Von der Praxisänderung profitiert insbesondere auch der stark wachsende Bereich des «Impact Investing» resp. der «Angel Investments». Sofern ausnahmsweise ein Ertrag aus einem erfolgreichen Projekt resultiert (Return on Investment), fliesst dieser nicht an den Stifter zurück, sondern wird von der gemeinnützigen Institution für andere Hilfsprojekte verwendet. Mithin besteht in diesem Bereich kein Widerspruch zur Voraussetzung in Ziff. 4 vorne (keine Verwendung für den unternehmerischen Bereich des Stifters resp. eines wiederkehrenden Geldgebers). Wir empfehlen jedoch, dies für den Einzelfall im Rahmen einer Rulinganfrage von der ESTV bestätigen zu lassen.

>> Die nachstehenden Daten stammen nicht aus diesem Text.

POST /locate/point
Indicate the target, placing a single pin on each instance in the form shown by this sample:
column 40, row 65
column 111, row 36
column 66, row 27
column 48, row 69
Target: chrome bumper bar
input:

Schliesslich kann unter den genannten Voraussetzungen rückwirkend für die noch nicht verjährten Steuerperioden (üblicherweise die letzten fünf Jahre) die bereits bezahlte Bezugsteuer von der ESTV zurückgefordert werden.

Zusammenfassend stellt die Praxisänderung eine willkommene und lang erwartete Entlastung für international tätige gemeinnützige Organisationen mit Sitz in der Schweiz dar. Infolgedessen können gemeinnützige Einrichtungen Spendengelder nun vollumfänglich für die Zweckverfolgung einsetzen.